The movement patterns in throwing, hitting and sprinting short distances are sharp and explosive. Increased strength alone won't make a dramatic impact on your performance. Being able to apply that strength quickly will.
The emphasis now moves away from heavy, near-maximum load, to lighter resistance that you can move explosively. If the weight is too heavy, the movements will be slow and you'll fail to make the neural adaptations that are important in power development.
The program below uses some plyometric exercises. This is not the only method to develop power but it is effective. Plyometric training can be deceptively tough. It won't leave you out of breath or fatigued...
In fact you may end the sessions feeling like you need to do more. Don't! Don't compare this type of training with maximal strength training which does leave you feeling fatigued.
Please read the plyometrics article for important guidelines before moving on.
Time year: Late pre-season
Duration: 4 weeks
Days per week:2-3
Load: Bodyweight, medicine ball or 50-60% 1 rep max
1. Lateral Jumps 3 x 10 (bodyweight)
2. Plyometric Push-Ups 3 x 10 (bodyweight)
Same as a regular push-up except as you extend your arms push up explosively so your hands leave the ground. Then allow your elbows to bend slightly to absorb the shock as you land. Lower and repeat. A variation of this exercise is to quickly clap your hands as they are in the air.
3. Depth Jumps 3 x 10 (bodyweight)
4. Pull Over Throw 3 x 10 (medicine ball)
5. Dumbbell Squats w/ Rotational Swings 3 x 10
6. Reverse Curls 3 x 12 (medicine ball)
7. Alternating Squats w/ Press 3 x 10
8. Side Throws 3 x 10 (medicine ball)
Two plyometric/power sessions per week is ample and you should leave 48hrs between sessions. You can, if you want, do one maximal strength training session in between - perhaps on Wednesdays if plyometric sessions are performed on Mondays and Fridays.
During the competitive season the aim is to maintain both an adequate level of maximal strength and explosive power.

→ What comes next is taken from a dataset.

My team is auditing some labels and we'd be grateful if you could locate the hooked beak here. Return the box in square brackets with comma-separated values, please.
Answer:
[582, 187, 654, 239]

Because it takes less to maintain a level of fitness than it does to develop it, you can cut your strength training sessions down to once or twice per week.
Avoid weight training the day before a game (ideally leave it 2 days before). You might want to perform one strength session per week and one power session. Or you could combine some of the exercises into one session per week depending on your time commitments.
Following the end of the competitive year, give your body a break.
A couple of weeks off from baseball weight training is fine but rather than do nothing all through out the winter/off-season months, do some light circuit training. Nothing too intense and try to incorporate muscles and exercises you feel might get neglected during the season. Don't worry too much about sets and reps and weights (keep them light though!).